Pretty cool review article.

Wasn't very forthcoming about the timescales required for the entropic balancing act to unfold, though. I'm pretty sure that because of almost infinite time dilation down near the event horizon, entangled pairs of anti-particles popping into existence which straddle the event horizon will take too damn long to accumulate into the entropic effect even beginning to erode a black hole via Hawking radiation. LOL I just looked it up, a supermassive black hole, like a galactic core (for posterity, Devac, as surely our readership is in the realm of this number as well:), it's literally a fucking google years to dissolve. Love it. An order of magnitude too many orders of magnitude to ever hope to solve with cosmological observations of large black holes. Small black holes might be the only way. Not in our lifetimes, surely (Edit: to clarify, I mean; we probably won't be successfully experimenting with lab-grown microscopic black holes in our lifetimes).

This is just conjecture, but I suspect that any quantum mechanical system we could ever build to resemble a black hole would be imperfect and hence asymmetric enough that any quantum black holes, even if successfully created, would go zooming off somewhere at just about c and poof evaporate before interacting with anything. Imagine fine-tuning this to calibrate the LIGO (or future LISA) beam with, recklessly shooting nano-scale black holes towards the Andromeda galaxy. Fast forward a few tens of millions of years, and we've wrecked an entire sector of a neighbor galaxy. Then it takes another few tens of millions of years for us to know about it. laugh track and "OOPSIE!!" face

Speaking of cosmology, check out a recent smackdown of Penrose. This refutation alone isn't technical enough for me to feel like the issue is fully decided, though.

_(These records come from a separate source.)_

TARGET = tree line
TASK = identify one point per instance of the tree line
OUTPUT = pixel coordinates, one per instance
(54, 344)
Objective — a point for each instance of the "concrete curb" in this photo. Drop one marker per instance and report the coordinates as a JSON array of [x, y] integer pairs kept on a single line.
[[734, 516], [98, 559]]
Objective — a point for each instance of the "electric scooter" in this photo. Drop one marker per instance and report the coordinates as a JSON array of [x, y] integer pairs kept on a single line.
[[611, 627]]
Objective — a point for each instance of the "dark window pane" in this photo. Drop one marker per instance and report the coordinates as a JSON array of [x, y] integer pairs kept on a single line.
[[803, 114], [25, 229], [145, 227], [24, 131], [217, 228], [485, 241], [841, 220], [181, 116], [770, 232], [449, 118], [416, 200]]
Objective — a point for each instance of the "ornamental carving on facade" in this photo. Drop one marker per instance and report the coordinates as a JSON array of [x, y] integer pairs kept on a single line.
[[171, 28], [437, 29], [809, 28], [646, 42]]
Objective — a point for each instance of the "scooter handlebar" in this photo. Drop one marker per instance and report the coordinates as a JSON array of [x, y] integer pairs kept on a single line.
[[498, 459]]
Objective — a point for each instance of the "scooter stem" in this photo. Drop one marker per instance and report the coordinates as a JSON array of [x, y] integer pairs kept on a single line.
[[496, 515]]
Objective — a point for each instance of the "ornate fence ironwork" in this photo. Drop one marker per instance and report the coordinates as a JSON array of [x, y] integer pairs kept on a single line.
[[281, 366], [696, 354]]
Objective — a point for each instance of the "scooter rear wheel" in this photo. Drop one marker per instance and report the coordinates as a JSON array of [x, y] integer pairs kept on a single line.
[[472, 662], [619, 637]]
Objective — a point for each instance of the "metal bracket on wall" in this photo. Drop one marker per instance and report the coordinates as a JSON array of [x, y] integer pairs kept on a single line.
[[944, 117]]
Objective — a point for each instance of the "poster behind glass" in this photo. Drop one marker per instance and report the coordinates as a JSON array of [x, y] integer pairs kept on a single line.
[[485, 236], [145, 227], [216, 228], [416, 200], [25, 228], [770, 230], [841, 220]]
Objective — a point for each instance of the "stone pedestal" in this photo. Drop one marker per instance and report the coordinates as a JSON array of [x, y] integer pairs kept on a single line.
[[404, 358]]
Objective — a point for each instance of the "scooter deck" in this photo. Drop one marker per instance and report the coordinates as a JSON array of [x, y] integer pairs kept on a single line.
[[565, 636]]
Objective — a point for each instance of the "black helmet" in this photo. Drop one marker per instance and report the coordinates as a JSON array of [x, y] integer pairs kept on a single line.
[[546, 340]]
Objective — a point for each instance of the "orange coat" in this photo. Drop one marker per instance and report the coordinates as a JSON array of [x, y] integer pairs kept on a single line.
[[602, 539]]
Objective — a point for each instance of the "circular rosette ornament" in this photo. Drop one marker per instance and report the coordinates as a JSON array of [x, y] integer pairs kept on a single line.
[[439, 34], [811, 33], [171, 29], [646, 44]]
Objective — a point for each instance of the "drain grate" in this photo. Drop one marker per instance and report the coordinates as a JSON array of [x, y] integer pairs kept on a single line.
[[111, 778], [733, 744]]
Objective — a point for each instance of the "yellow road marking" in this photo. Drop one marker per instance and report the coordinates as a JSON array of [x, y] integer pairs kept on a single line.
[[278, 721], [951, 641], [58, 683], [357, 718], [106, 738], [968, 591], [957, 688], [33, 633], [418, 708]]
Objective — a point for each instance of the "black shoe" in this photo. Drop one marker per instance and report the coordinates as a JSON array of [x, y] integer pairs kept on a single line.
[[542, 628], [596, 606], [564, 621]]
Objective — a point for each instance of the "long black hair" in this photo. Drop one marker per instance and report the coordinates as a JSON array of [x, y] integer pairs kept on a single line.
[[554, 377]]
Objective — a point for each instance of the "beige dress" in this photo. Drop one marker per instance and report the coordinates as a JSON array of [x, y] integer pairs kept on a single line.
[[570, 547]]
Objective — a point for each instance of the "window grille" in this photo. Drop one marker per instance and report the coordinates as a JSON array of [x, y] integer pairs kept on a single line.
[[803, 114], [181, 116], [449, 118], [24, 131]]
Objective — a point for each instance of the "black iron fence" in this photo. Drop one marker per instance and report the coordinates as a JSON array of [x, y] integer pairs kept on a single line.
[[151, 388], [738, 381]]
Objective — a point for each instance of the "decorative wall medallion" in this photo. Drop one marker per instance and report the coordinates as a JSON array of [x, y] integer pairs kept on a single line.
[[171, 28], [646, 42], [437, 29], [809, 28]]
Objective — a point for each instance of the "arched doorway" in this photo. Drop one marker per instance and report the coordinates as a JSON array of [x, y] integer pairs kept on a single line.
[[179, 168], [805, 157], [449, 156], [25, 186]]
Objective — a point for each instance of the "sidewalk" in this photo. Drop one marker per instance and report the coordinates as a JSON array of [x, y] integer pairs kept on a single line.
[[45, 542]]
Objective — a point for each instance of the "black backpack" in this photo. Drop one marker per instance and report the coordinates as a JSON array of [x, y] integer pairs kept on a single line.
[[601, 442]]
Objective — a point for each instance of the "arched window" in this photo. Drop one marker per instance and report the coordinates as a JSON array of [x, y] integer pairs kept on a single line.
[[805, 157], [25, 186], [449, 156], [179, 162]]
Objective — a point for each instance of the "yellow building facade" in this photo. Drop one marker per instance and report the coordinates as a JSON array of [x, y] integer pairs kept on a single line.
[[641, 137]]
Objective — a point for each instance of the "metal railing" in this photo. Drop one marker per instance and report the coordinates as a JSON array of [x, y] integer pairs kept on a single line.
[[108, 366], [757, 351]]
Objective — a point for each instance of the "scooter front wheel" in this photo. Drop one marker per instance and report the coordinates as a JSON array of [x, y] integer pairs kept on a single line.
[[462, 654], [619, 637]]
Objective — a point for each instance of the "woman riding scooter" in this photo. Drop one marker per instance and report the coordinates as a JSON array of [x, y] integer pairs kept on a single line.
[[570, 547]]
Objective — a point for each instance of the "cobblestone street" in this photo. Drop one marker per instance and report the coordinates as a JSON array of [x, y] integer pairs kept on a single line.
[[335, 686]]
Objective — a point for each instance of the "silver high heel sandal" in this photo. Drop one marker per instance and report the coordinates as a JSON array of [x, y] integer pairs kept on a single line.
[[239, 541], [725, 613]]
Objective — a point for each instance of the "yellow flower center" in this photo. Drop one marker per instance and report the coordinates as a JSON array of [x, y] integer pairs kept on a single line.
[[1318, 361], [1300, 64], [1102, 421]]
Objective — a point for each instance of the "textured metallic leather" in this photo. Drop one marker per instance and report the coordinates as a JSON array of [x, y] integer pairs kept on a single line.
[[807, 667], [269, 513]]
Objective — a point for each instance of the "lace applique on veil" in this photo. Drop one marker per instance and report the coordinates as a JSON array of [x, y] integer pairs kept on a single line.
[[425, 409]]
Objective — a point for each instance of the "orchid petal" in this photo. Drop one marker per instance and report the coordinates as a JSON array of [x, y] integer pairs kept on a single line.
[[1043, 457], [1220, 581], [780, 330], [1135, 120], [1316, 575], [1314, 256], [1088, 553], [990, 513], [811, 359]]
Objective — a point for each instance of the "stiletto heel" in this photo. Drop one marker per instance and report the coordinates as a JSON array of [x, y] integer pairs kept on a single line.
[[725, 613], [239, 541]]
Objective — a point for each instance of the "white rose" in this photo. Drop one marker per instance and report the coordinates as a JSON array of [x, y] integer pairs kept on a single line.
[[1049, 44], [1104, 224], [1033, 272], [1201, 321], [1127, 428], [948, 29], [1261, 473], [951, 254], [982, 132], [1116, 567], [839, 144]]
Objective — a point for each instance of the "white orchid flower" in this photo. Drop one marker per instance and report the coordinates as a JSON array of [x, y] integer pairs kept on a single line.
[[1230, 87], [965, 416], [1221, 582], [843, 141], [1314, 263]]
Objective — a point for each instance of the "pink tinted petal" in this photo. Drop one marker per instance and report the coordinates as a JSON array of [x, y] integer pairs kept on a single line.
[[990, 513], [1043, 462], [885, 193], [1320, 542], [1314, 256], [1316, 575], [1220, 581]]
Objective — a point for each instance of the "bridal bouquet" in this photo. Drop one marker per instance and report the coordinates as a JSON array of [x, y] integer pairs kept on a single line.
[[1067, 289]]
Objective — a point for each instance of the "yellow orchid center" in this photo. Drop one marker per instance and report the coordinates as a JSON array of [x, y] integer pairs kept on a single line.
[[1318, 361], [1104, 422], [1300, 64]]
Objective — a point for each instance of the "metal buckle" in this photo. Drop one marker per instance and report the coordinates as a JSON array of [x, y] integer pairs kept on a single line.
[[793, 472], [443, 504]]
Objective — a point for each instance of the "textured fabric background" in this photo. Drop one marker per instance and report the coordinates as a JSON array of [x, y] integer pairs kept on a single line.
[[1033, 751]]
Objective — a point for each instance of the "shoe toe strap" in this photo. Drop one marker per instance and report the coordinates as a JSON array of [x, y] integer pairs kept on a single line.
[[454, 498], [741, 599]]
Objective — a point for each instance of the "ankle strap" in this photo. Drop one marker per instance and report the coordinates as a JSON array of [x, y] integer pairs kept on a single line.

I dunno, maybe this universe is the "white hole" result of a black hole formation in a higher dimensional space with a much higher characteristic energy density. Black hole singularities distort our universe's four dimensions with a radial symmetry (1D), so maybe our 4D universe was the result of a 7D universe's supermassive black hole initiation. 7D supernova. Yet another band name. Sorry, considerable amounts of my own "Penrosing" here.